In the north, the Waddenzee Sea forms an interesting biogeographical complex with sandbars, wats and marshes. It is the most important wat (an area periodically flooded and exposed by the tide) in Western Europe, where many species of native and migratory birds, fish and crustaceans are found. The coastal dunes are covered by a specific grass growth of helm and other tough grasses, while the wats attract salt-loving rotlins such as the hornbill. The original fauna is represented by polder areas with occurring otters.

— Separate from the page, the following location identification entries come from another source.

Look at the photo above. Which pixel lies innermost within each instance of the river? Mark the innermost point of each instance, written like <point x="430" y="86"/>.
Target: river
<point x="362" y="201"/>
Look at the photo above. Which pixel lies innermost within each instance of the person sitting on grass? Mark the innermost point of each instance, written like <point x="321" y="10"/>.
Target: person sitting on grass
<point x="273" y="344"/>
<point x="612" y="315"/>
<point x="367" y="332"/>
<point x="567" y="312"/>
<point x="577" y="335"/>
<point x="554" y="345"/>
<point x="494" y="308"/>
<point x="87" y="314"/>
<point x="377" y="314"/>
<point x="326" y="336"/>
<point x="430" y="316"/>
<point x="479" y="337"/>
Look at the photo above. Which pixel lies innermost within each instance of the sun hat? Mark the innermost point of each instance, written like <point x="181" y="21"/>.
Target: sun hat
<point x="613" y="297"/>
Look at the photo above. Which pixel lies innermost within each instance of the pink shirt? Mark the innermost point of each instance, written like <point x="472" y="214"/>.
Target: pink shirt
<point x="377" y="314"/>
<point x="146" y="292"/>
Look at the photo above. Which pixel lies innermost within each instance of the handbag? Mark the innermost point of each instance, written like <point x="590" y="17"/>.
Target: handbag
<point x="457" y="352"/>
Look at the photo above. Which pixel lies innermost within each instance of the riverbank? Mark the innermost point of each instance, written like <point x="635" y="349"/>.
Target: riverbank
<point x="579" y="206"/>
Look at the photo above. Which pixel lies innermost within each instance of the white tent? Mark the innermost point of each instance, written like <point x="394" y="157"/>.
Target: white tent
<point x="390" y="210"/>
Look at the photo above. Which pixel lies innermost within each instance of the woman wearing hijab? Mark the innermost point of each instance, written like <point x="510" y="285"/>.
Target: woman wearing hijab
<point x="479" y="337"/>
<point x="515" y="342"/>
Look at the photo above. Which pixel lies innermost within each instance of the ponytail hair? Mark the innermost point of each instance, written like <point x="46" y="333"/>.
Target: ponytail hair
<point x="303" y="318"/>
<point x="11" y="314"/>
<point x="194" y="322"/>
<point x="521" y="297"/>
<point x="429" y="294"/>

Thanks to its key position at the mouth of the Rhine, the Netherlands has become one of the most prosperous countries in Europe.
Dutch agriculture is the most intensive in the world in terms of yields and milk production. Predominantly family farms are relatively large and highly mechanized, but employ only slightly more than 2% of the workforce. About a quarter of the Netherlands is arable land and a third is pasture. Livestock production accounts for 70% of agricultural production. The main pig and cattle breeding areas are the coastal provinces of Friesland and Noord-Holland on opposite sides of the Ijsselmeer. The country is a traditional exporter of cheese, butter, poultry, eggs, bacon and other meat products. Food, including tobacco, represents more than 20% of the country’s export value.
A characteristic feature of the landscape, especially in the west, are fields where bulbous plants are grown. The Netherlands is the largest exporter of flower bulbs in the world. Also cut flowers – tulips, roses, chrysanthemums and lilies – are distributed worldwide.